日記 - 6月

 

6月7日(土) 「最後のポケット(完)」

 

 今回の父の時もそうである。死ぬ前の24時間は昏睡状態となり、私は「どうみてもこのまま目覚めることはないだろう」と思っていた。事実、呼吸も非常に弱く、幾度となく「ついに止まってしまったのかな?」と思えるような場面もあった。それが、死ぬ日の朝には目を覚まし「おーい、おーい」と呼んだのである。

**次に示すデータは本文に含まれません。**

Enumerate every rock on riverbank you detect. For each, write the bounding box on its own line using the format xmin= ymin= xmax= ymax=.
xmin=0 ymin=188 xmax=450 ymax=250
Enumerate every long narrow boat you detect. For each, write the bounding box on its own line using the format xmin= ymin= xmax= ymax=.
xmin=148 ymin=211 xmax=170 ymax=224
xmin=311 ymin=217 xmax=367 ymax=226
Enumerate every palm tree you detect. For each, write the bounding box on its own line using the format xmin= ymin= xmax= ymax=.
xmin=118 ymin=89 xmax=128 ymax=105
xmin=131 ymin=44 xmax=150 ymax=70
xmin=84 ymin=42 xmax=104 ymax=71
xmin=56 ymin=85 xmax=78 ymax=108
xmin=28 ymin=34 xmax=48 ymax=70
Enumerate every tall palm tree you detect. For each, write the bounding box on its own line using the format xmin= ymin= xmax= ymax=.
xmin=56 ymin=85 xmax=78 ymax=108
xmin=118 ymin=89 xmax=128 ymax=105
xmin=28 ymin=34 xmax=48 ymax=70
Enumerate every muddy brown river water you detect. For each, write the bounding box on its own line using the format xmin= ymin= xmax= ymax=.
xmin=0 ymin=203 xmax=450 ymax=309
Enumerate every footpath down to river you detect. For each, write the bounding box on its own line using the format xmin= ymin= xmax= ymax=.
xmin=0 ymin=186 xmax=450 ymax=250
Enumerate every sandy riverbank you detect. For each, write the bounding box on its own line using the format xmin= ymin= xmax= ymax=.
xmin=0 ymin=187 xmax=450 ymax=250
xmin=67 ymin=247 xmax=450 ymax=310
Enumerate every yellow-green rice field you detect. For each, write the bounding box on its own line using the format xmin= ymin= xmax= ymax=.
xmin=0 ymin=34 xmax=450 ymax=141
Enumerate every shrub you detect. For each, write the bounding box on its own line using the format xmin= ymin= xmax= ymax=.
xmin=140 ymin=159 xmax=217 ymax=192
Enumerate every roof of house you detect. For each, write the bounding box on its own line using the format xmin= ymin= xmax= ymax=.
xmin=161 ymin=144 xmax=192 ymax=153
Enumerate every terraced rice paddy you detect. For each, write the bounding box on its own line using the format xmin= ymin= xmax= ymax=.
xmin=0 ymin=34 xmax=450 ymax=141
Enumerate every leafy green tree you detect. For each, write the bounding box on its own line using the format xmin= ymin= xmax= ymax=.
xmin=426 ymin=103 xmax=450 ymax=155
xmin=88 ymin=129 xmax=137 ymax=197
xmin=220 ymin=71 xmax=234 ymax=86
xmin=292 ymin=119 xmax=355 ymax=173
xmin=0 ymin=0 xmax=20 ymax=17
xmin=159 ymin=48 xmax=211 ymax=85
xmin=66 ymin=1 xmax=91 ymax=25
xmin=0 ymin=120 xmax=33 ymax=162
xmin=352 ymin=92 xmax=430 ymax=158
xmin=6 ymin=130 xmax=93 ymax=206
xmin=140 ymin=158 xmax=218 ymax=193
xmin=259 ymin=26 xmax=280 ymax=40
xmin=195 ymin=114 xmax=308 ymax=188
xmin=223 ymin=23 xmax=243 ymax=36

 前の日記との重複となるが、私は父が寝ているベッドに行き「何?どうしたの?」といっても、片手を少し持ち上げて何か言いたげなのだが、もうしっかりとした意思表示をすることはできない。こういうときはトイレの場合がほとんどなので、トイレに連れて行くと「う〜う〜」とうなりながら絞り出すようにして少しばかりの排尿をした。

 そして、落ち着いたところでベッドに戻し、「喉も渇いているのでは」と思い、口にわずかばかりの水を含んであげたのだが、飲み込むにもかなり難儀をしていた。再びベッドに横になると、すぐにもとの昏睡状態となり。昼には息を引き取ったのである。

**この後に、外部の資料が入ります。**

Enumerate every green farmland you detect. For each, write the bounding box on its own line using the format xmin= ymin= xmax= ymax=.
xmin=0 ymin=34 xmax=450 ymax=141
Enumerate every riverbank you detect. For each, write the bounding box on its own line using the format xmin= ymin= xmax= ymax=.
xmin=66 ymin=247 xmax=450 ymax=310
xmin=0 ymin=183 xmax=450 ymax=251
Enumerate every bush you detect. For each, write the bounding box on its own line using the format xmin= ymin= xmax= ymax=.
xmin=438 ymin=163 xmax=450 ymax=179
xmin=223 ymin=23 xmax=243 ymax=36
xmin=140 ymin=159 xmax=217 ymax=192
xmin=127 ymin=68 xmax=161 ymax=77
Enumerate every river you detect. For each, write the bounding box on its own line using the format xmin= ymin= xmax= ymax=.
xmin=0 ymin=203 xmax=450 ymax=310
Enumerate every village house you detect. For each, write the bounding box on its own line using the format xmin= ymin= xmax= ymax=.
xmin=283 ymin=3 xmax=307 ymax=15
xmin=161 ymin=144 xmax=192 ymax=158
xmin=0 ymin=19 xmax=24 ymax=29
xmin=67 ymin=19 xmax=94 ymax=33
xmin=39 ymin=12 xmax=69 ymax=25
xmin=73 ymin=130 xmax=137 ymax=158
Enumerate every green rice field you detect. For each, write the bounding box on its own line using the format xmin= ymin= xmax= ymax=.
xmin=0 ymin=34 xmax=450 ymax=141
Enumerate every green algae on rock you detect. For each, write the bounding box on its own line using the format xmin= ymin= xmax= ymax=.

 その時には特別感じなかったのだが、後日改めて今回の父親の状況を考えたときに祖母のことを思い出さずにはいられなかった。私は、人間には「最後のポケット」が誰にでもあるような気がする。そこには、最後の最後に、つまりこの世を旅立つ前に使うエネルギーが入っているのである。祖母も父もそのポケットにあるエネルギーを使って、旅立つ前のあいさつをしたのだと思っている。

 ただ、残念ながらだれもがそうできるわけではない。そのポケットに穴があいてれば、エネルギーは蓄えられていないことになる。幸いなことに、祖母も父もそのポケットはしっかりしていたのだと思っている。

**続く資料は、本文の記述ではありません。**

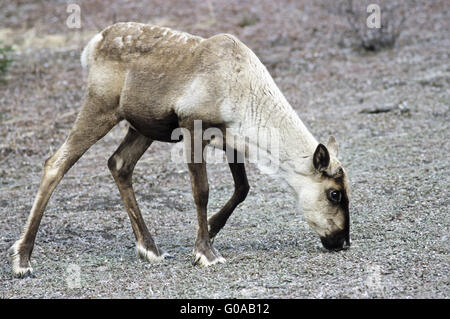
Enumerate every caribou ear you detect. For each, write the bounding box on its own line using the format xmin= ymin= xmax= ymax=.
xmin=313 ymin=144 xmax=330 ymax=172
xmin=327 ymin=136 xmax=338 ymax=157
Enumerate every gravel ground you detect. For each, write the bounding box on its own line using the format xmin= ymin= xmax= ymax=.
xmin=0 ymin=0 xmax=450 ymax=298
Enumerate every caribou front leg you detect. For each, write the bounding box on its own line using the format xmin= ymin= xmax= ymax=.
xmin=108 ymin=127 xmax=170 ymax=261
xmin=188 ymin=162 xmax=225 ymax=266
xmin=208 ymin=151 xmax=250 ymax=240
xmin=184 ymin=125 xmax=225 ymax=267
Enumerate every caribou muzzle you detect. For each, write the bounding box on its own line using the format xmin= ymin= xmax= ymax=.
xmin=320 ymin=230 xmax=350 ymax=251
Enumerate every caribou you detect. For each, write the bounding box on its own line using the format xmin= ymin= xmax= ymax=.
xmin=10 ymin=22 xmax=350 ymax=277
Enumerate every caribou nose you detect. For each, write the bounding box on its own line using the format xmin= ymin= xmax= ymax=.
xmin=320 ymin=235 xmax=348 ymax=251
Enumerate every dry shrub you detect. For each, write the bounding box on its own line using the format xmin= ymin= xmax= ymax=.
xmin=343 ymin=0 xmax=406 ymax=52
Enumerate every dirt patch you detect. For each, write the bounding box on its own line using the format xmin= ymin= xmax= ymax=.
xmin=0 ymin=0 xmax=450 ymax=298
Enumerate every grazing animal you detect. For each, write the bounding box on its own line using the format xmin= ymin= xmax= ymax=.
xmin=10 ymin=22 xmax=350 ymax=277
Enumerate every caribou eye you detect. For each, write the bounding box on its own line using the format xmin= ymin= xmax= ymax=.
xmin=327 ymin=189 xmax=342 ymax=204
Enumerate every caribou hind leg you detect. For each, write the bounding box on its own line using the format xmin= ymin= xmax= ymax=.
xmin=208 ymin=151 xmax=250 ymax=240
xmin=108 ymin=127 xmax=169 ymax=261
xmin=9 ymin=94 xmax=119 ymax=277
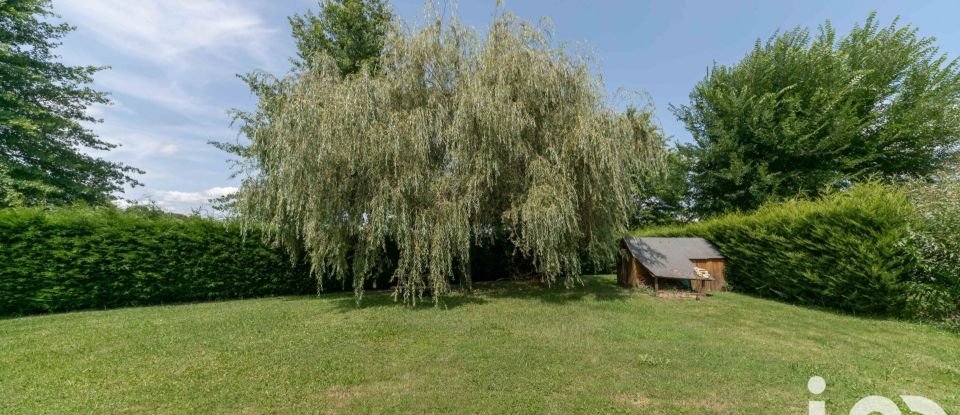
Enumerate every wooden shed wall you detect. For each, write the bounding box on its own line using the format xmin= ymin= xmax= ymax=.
xmin=617 ymin=250 xmax=653 ymax=288
xmin=690 ymin=259 xmax=727 ymax=291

 さて、私の場合はどうだろうか?まあ、いつのことだかは分からないが、「レッスン1本分くらいのエネルギーは蓄えておきたい」などと思っている今日この頃である。

 

■ 昨日から土砂降りだ。久し振りに金魚の水槽に雨水を入れたので、少しは居心地が良くなったのではないかと思っているのだが…。